Del diálogo episódico al método: convertir la eficiencia en calendario
Cuando el país discute reformas normativas —en especial las que ordenan industrias durante décadas— el riesgo no está solo en el texto final: está en el proceso. Si el diálogo es ocasional, si no hay agenda, responsables, fechas de cierre y mecanismos para resolver desacuerdos, los resultados tienden a ser frágiles. Y lo frágil se rompe: en tribunales, en conflictos sociales o en incumplimientos.
De ahí una propuesta simple, pero poderosa: convertir la eficiencia en calendario. Un calendario formal de trabajo —con temas por sesión, metas, actas y trazabilidad— que permita construir acuerdos, registrar disensos y justificar soluciones.

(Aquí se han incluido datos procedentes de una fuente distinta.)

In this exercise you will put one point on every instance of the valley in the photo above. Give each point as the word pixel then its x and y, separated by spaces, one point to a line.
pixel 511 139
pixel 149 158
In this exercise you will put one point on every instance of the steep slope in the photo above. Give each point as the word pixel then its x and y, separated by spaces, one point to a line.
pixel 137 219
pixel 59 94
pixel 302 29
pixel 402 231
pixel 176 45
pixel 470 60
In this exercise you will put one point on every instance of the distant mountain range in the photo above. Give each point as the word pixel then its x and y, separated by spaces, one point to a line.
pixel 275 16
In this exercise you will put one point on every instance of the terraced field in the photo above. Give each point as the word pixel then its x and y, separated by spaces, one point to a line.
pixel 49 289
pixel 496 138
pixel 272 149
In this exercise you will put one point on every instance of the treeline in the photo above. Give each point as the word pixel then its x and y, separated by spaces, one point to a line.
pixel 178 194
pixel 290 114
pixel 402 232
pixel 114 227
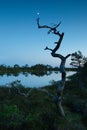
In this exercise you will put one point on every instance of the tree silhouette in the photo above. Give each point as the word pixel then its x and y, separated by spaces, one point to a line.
pixel 60 87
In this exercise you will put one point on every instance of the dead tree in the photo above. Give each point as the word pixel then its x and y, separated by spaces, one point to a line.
pixel 60 87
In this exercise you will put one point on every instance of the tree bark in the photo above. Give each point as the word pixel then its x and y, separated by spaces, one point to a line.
pixel 60 87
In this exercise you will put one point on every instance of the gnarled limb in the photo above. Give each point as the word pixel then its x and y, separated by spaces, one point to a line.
pixel 62 64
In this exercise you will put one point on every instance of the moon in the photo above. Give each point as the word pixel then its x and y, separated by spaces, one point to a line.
pixel 38 13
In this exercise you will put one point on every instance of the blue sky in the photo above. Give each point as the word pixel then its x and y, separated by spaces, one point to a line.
pixel 21 42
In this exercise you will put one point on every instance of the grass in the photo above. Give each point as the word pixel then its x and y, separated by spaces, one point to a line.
pixel 39 112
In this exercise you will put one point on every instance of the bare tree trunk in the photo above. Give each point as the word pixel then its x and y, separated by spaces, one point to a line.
pixel 62 64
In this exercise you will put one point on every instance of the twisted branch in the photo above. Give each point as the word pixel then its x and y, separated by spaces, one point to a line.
pixel 62 64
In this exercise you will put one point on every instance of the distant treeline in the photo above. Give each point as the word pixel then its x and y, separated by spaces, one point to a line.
pixel 38 69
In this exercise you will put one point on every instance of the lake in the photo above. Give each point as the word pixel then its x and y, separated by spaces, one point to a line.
pixel 29 80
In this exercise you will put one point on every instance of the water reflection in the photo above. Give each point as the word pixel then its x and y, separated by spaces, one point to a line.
pixel 31 80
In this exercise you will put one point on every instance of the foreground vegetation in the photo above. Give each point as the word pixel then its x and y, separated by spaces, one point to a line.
pixel 38 110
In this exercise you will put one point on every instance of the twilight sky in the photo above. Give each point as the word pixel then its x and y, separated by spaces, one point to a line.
pixel 21 42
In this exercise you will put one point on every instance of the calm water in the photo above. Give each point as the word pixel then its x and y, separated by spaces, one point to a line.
pixel 32 80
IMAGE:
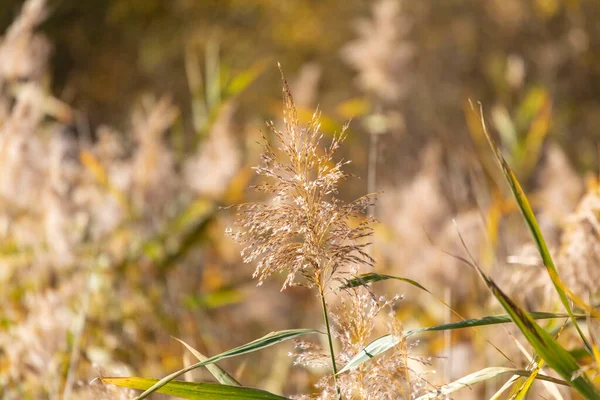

No para complacer a nadie, sino para cumplir el interés público: normas nacidas de un proceso ordenado se cumplen más, se entienden mejor y generan menos conflicto.
Permisos y autorizaciones: eficiencia para controlar mejor, no para aprobar más
Donde esta discusión se vuelve cotidiana —y donde se mide la calidad real del Estado— es en el régimen de permisos y autorizaciones, incluyendo los procesos ambientales. Aquí la eficiencia es, sobre todo, capacidad institucional: recursos humanos y tecnológicos suficientes, requisitos claros, ventanillas coherentes, plazos medibles y rendición de cuentas.
Y es clave subrayarlo: eficiencia para controlar mejor, no para aprobar más. Una institucionalidad moderna no termina cuando emite un permiso. Termina cuando puede demostrar que supervisa, corrige y sanciona. Si queremos “licencia social” de verdad, esto también implica aplicar los principios de prevención y, cuando exista incertidumbre científica razonable, el de precaución: primero entender riesgos, mitigar y compensar, y solo entonces decidir.
Hay tres mínimos que la ciudadanía suele exigir con razón:
- Transparencia: criterios públicos, requisitos estandarizados y trazabilidad del expediente.
- Participación temprana y significativa: escuchar y responder, no solo informar. En territorios impactados, esa participación debe reconocer derechos, usos y cultura local, con canales claros de quejas y reparación.
- Seguimiento post-licencia: cumplimiento verificable y consecuencias ante el incumplimiento.
Eso es eficiencia: decidir en plazo y, al mismo tiempo, garantizar control efectivo.
Minería metálica y no metálica: realidades distintas, misma necesidad de reglas claras
En minería hay dos realidades que conviene reconocer. La minería metálica opera con alta complejidad técnica y mayor escrutinio público. La no metálica —canteras, agregados, calizas— sostiene infraestructura y vivienda, y vive tensiones frecuentes de ordenamiento territorial, convivencia comunitaria e informalidad. Pero en ambas, el denominador común es el mismo: reglas claras, procedimientos previsibles y fiscalización efectiva. Cuando el marco es incierto, pierde el Estado, pierden las comunidades y pierde la economía formal.
Un acuerdo mínimo nacional
Al final, el país necesita un acuerdo mínimo que no sea ideológico ni sectorial: eficiencia para legitimar. Eficiencia para que el diálogo no sea un evento, sino un método. Eficiencia para que las decisiones sean oportunas, transparentes y controlables. Eficiencia para proteger derechos —los del ciudadano, los de las comunidades y también los del Estado, que debe gobernar con autoridad y confianza.
Porque un Estado que decide tarde, decide mal o decide sin método, no solo retrasa expedientes: debilita la democracia. Y un Estado que decide a tiempo, con participación y transparencia, no solo produce permisos o normas: produce paz institucional. Y, como nos recuerda la ética del bien común, también cuida la casa común, con justicia intergeneracional.